除了用户主动说"记住这个"，Claude Code 还会后台自动提取值得记住的内容。提取 Agent 有严格的约束：

+--- Memory Extraction Agent Rules --------+
|                                          |
|  ALLOWED:                                |
|  +- Read / Grep / Glob memory dir files  |
|  +- Read-only Bash (ls/find/cat/stat)    |
|  +- Edit / Write files inside memory dir |
|                                          |
|  DENIED:                                 |
|  +- X  Read or modify source code files  |
|  +- X  Write-capable Bash commands       |
|  +- X  MCP, Agent, or other tools        |
|  +- X  Bash rm (no deleting files)       |
|                                          |
|  EFFICIENCY (limited turn budget):       |
|  +- Turn 1: all Read calls in parallel   |
|  +- Turn 2: all Write/Edit in parallel   |
|                                          |
|  CONTENT CONSTRAINT:                     |
|  +- Extract from conversation only,      |
|     never investigate source code        |
|                                          |
+------------------------------------------+

三层记忆如何协作？

用一个完整的时间线来看三层记忆如何配合：

Timeline ─────────────────────────────────────────────────────►

▎ SESSION START
▎ ├─ Load MEMORY.md index into system prompt ··········  Persistent Memory
▎ ├─ Sonnet retrieves relevant memory files ···········  Persistent Memory
▎
▎ CONVERSATION IN PROGRESS...
▎ ├─ Each model response -> post_sampling_hook ········  Session Memory
▎ │                                                     (background update)
▎ │
▎ │  [Conversation grows ~5K tokens]
▎ │  └─ Session Memory updates session_memory.md
▎ │
▎ │  [Conversation continues...]
▎ │  └─ Memory Extraction Agent checks for ············  Persistent Memory
▎ │     save-worthy content (preferences, feedback)      (background write)
▎ │
▎ │  [Context approaching 93%]
▎ │  ├─ Try SM Compact ································  Context Management
▎ │  │   ├─ Success -> keep recent 10K-40K tokens
▎ │  │   └─ Fail -> Full Compact -> PTL Retry
▎ │  └─ Restore files, Plan, Skills, Agent state
▎ │
▎ │  [Conversation continues... (loop)]
▎
▎ SESSION END
▎ ├─ session_memory.md preserved (resumable) ··········  Session Memory
▎ └─ memory/*.md persisted permanently ················  Persistent Memory
▎
▎ NEXT SESSION START
▎ ├─ Reload MEMORY.md
▎ ├─ Retrieve relevant memory files
▎ └─ If resuming -> read session_memory.md as context

工程细节亮点

Prompt Cache 保护

压缩是 prompt cache 的天敌——消息全变了，cache 就失效了。系统的应对策略：

Before compaction:
  Main prompt cache: [system_prompt | tools | msg1...msgN]
                     <---- cache hit ---->

After compaction:
  New messages: [system_prompt | tools | summary | recent_msgs]
                <-- still hit! -->
                (system + tools unchanged)

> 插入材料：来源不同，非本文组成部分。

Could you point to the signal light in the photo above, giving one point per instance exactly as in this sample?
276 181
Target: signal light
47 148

  + Notify cache monitor: "compaction just happened,
    cache hit-rate drop is expected, suppress alerts"

Fork Agent 的设计也是为了最大化 cache 复用——压缩 Agent 发送的请求前缀与主对话完全相同（system prompt + tools + 消息前缀），从而命中同一份 cache。

图片和媒体的处理

压缩前会剥离图片和文档附件（它们对生成文字摘要无用，但占大量 token）：

def strip_images(messages):
    """图片和文档 → 文字占位符"""
    for msg in messages:
        for block in msg.content:
            if block.type == "image":
                replace_with("[image]")
            elif block.type == "document":
                replace_with("[document]")
    return messages

会话元数据的持久化

一个容易忽略的细节：压缩后需要重新追加会话元数据（自定义标题、标签）。因为 --resume 功能通过读取日志文件的尾部 16KB 来获取会话信息，如果压缩后产生大量新消息，元数据会被挤出这个窗口，导致显示自动生成的标题而非用户设置的名称。

总结

Claude Code 的记忆管理系统是一个精心设计的三层架构：

层级	机制	生命周期	成本
上下文窗口	三级压缩（SM → Full → PTL）	单次对话	SM: 零, Full: 1 次 API
Session Memory	后台 Fork Agent 持续摘要	单次会话	每 ~5K tokens 一次轻量 API
持久化记忆	文件系统 + Sonnet 智能检索	永久	检索: 1 次 Sonnet 调用

最核心的设计哲学：不是追求更大的上下文窗口，而是在有限窗口内做到"记得住、忘得对、找得到"。

记得住：Session Memory 持续提炼，不遗漏关键信息
忘得对：三级压缩保留最重要的内容，丢弃冗余的工具调用细节
找得到：memdir 按类型组织 + Sonnet 智能检索，精准召回

这套系统让 Claude Code 在 200K 的上下文窗口内，实现了远超 200K 的"等效记忆容量"。

本文所有代码块均为基于实际行为和公开信息推断的 Python 伪代码或示意图，用于帮助理解 Claude Code 的内部机制。